The Strad Issue: November 2015
Description: Graffin takes on two British concertos and the premiere of a rare bird
Musicians: Philippe Graffin (violin) Royal Scottish National Orchestra/David Lloyd-Jones Philharmonia Orchestra/Nicholas Collon
Composer: Britten, Delius, Milford
Delius’s and Britten’s violin concertos require quite different resources from their soloists, which may be why I felt that Tasmin Little succeeded better in the former than in the latter in her recent Chandos recordings (reviewed in December 2011 and August 2013 respectively). Philippe Graffin’s qualities, I sense, lie the other way round. In the Delius, which is almost entirely lyrical through its 25-minute span, his expressive bulges and occasional untidiness of articulation become a little wearing. There’s passion in his playing, matched by that of the Royal Scottish National Orchestra under David Lloyd-Jones, but also a febrile fragility that doesn’t quite fit.
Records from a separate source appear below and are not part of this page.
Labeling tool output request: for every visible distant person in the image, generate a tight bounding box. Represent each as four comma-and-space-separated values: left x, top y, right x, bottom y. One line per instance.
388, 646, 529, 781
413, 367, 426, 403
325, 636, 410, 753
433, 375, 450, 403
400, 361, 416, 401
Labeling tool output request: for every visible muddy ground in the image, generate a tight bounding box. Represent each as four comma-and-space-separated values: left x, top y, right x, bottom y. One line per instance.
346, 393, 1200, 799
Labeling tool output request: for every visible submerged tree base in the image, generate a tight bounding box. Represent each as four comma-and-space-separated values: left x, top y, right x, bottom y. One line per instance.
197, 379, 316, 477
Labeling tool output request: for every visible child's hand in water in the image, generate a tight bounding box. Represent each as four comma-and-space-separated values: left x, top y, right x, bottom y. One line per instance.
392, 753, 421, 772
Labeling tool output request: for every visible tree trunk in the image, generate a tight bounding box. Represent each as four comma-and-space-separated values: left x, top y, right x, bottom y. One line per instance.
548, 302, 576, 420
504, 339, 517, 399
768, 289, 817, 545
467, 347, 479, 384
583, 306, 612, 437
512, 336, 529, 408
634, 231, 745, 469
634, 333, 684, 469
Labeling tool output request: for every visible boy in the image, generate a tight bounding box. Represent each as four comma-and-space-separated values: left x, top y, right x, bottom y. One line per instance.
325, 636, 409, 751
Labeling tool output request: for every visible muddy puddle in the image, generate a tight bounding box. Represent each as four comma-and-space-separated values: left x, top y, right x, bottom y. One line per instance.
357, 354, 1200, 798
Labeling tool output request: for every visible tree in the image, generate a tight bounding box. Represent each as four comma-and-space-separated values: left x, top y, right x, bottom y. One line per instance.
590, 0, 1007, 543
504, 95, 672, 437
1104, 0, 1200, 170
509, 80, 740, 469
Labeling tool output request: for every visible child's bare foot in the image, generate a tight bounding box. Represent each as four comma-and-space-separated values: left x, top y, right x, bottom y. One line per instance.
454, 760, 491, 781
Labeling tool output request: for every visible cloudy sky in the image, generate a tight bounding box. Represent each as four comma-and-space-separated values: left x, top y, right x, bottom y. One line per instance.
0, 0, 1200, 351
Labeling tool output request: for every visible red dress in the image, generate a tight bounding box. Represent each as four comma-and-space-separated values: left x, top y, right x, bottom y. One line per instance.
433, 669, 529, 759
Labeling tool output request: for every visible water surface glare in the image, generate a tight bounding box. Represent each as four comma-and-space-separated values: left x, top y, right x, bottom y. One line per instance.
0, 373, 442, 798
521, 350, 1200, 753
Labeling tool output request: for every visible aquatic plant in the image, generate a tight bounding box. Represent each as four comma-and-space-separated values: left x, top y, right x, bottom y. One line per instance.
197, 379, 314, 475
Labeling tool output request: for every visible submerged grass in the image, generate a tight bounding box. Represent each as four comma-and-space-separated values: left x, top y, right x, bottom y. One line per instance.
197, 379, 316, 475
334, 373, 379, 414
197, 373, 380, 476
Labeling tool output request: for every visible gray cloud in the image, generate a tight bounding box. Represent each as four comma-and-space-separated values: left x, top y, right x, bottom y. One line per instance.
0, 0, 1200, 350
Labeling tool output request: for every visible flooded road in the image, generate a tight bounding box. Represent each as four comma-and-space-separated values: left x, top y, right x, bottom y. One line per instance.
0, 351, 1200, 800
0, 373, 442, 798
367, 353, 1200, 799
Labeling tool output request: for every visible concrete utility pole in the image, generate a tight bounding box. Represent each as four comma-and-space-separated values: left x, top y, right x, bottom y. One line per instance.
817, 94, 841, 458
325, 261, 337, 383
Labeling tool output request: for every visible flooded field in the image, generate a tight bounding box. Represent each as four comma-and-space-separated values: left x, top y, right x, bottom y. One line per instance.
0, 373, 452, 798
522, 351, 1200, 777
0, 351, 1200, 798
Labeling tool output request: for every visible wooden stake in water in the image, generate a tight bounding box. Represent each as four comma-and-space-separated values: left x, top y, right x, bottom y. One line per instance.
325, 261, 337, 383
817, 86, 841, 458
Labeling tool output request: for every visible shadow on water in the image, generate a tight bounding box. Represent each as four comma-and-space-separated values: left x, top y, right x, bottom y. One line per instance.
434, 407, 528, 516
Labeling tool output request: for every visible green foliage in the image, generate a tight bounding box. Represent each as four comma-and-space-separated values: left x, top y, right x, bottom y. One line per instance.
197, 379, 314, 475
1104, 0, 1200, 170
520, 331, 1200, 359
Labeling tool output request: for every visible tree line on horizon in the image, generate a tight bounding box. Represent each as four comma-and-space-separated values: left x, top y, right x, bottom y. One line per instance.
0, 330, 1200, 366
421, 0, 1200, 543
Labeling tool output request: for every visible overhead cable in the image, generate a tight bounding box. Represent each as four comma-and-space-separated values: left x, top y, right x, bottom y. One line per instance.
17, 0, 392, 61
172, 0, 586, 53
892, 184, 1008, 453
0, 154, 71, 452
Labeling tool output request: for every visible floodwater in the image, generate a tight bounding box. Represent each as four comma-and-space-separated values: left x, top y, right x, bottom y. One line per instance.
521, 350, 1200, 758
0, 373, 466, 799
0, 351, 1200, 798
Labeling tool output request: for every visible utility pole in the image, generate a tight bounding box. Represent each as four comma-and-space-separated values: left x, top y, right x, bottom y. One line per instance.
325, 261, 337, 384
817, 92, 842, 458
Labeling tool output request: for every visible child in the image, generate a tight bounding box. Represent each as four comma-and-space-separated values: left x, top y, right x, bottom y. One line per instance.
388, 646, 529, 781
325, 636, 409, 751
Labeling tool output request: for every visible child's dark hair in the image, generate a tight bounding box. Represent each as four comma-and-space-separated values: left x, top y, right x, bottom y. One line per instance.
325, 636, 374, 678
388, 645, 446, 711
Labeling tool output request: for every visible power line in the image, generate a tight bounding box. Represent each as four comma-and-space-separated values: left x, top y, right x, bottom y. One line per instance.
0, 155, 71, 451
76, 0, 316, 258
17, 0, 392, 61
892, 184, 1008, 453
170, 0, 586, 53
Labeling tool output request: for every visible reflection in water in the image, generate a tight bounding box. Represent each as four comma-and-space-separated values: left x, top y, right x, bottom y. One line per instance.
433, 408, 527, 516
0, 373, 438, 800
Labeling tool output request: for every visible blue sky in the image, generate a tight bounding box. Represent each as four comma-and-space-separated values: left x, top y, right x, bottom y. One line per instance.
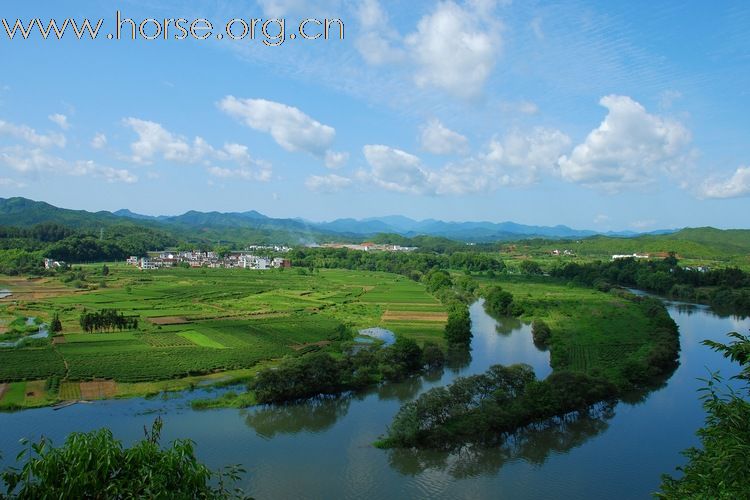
0, 0, 750, 231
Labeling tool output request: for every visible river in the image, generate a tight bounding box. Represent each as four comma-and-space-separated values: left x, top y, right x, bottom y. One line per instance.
0, 296, 750, 499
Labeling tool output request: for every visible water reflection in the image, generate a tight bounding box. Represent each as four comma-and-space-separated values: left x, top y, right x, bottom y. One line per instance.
388, 404, 615, 479
374, 377, 426, 403
495, 316, 523, 337
241, 395, 352, 439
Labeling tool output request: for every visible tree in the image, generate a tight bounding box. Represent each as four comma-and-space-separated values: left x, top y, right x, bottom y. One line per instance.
49, 313, 62, 333
0, 419, 244, 499
658, 332, 750, 499
444, 304, 472, 345
531, 319, 552, 348
521, 260, 542, 274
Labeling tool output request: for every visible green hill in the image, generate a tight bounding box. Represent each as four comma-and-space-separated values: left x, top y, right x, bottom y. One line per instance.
542, 227, 750, 263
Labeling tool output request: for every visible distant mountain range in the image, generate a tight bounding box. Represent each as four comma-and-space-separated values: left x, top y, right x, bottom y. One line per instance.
0, 198, 676, 243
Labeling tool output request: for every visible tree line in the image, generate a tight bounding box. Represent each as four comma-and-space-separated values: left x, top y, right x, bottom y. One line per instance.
377, 364, 617, 449
79, 309, 138, 333
550, 254, 750, 315
249, 337, 445, 403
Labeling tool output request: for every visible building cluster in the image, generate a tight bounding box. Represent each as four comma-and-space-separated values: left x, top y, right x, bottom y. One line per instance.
314, 242, 417, 252
550, 248, 576, 257
246, 245, 292, 253
44, 259, 66, 269
126, 251, 292, 270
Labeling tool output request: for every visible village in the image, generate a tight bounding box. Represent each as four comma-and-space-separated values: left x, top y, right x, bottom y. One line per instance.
126, 250, 292, 270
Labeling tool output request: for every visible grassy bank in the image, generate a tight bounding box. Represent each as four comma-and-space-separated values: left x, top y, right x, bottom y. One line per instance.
0, 264, 446, 408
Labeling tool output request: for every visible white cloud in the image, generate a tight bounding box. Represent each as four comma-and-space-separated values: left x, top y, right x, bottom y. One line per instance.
47, 113, 70, 130
699, 166, 750, 198
362, 144, 430, 193
305, 174, 352, 193
207, 166, 271, 182
124, 118, 271, 181
419, 120, 469, 155
659, 89, 682, 109
358, 127, 570, 196
0, 177, 26, 188
91, 132, 107, 149
559, 95, 690, 191
484, 127, 571, 185
0, 146, 138, 184
0, 120, 66, 148
325, 150, 349, 168
219, 96, 336, 157
258, 0, 343, 20
405, 1, 500, 98
123, 117, 197, 164
67, 160, 138, 184
630, 219, 656, 231
258, 0, 307, 19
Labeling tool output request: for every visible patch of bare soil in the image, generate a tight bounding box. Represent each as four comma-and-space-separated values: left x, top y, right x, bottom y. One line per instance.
81, 380, 117, 400
148, 316, 190, 326
380, 311, 448, 321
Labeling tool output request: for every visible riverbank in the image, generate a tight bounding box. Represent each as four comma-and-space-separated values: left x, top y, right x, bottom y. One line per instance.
0, 368, 262, 412
0, 292, 750, 500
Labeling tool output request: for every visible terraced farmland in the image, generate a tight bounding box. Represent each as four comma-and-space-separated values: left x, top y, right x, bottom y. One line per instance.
0, 265, 445, 399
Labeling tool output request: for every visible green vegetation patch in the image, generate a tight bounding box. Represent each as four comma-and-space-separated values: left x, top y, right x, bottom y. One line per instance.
177, 330, 226, 349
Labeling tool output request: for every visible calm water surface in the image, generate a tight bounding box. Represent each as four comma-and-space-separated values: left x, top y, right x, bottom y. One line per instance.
0, 303, 750, 499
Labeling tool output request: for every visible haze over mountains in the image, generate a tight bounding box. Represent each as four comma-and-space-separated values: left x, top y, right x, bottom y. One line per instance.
0, 198, 674, 242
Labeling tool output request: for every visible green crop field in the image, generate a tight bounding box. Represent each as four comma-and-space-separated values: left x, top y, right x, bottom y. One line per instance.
0, 264, 445, 396
481, 277, 668, 384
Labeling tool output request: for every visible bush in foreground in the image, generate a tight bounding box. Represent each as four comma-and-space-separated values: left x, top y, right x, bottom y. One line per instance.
0, 419, 244, 499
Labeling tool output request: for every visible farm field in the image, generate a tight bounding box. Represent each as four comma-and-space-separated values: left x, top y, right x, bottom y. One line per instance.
0, 265, 446, 407
481, 277, 668, 384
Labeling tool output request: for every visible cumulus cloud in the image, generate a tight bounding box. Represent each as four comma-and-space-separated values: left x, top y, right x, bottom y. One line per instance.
358, 127, 570, 196
405, 1, 500, 98
219, 95, 336, 157
0, 120, 66, 148
123, 118, 220, 164
258, 0, 342, 19
419, 120, 469, 155
559, 95, 690, 191
362, 144, 430, 193
0, 146, 138, 184
484, 127, 571, 185
207, 166, 271, 182
47, 113, 70, 130
91, 132, 107, 149
0, 177, 26, 188
630, 219, 656, 231
699, 166, 750, 198
325, 150, 349, 168
123, 118, 271, 181
305, 174, 352, 193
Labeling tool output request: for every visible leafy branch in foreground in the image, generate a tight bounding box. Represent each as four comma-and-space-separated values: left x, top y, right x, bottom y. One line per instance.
0, 419, 244, 499
657, 332, 750, 499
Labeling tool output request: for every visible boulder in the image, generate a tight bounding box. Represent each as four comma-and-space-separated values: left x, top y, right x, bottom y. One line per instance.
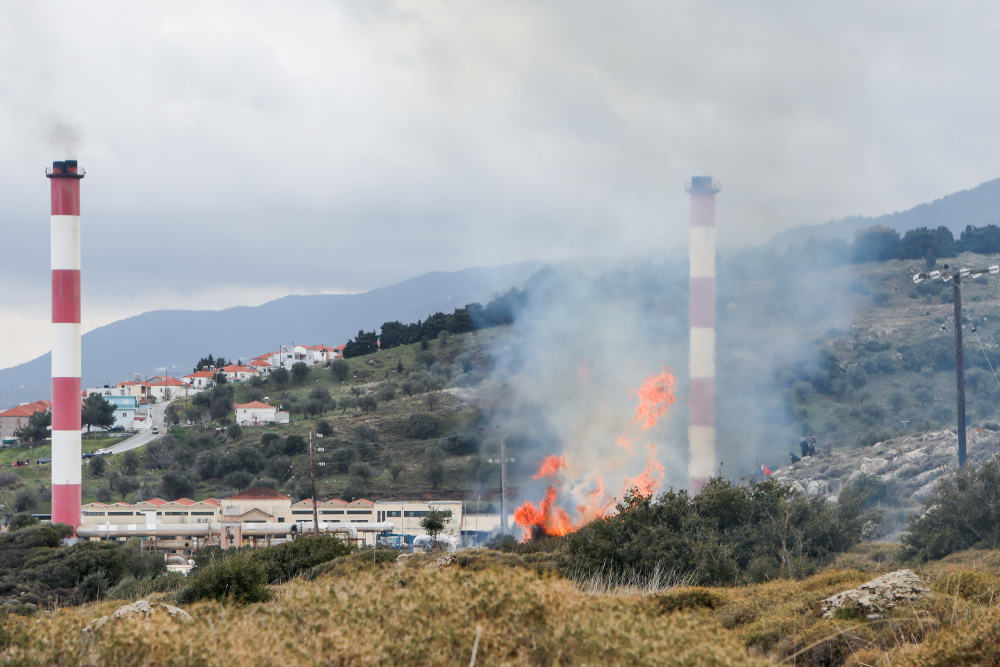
910, 478, 941, 503
860, 457, 889, 475
803, 479, 829, 496
83, 600, 194, 634
913, 466, 948, 486
820, 570, 931, 618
In the gutsier, more rhythmically varied milieu of the Britten, however, Graffin sounds much more at home: his line is firmer and his expressive range better exploited. As well as steering a resolute course through the fiendish Vivace, he also finds the darkness, dread and compassion that lie behind the concluding Passacaglia. The Philharmonia under Nicholas Collon equals him in every way.
The novel filler here is the premiere recording of The Darkling Thrush of 1928 by Robin Milford, a kind of sequel to Vaughan Williams’s Lark and inspired by Hardy’s poem of the same name. It’s attractive if a little too Lark-like in its violin line, which Graffin nonetheless weaves and winds through eloquently. Sound is first-rate throughout.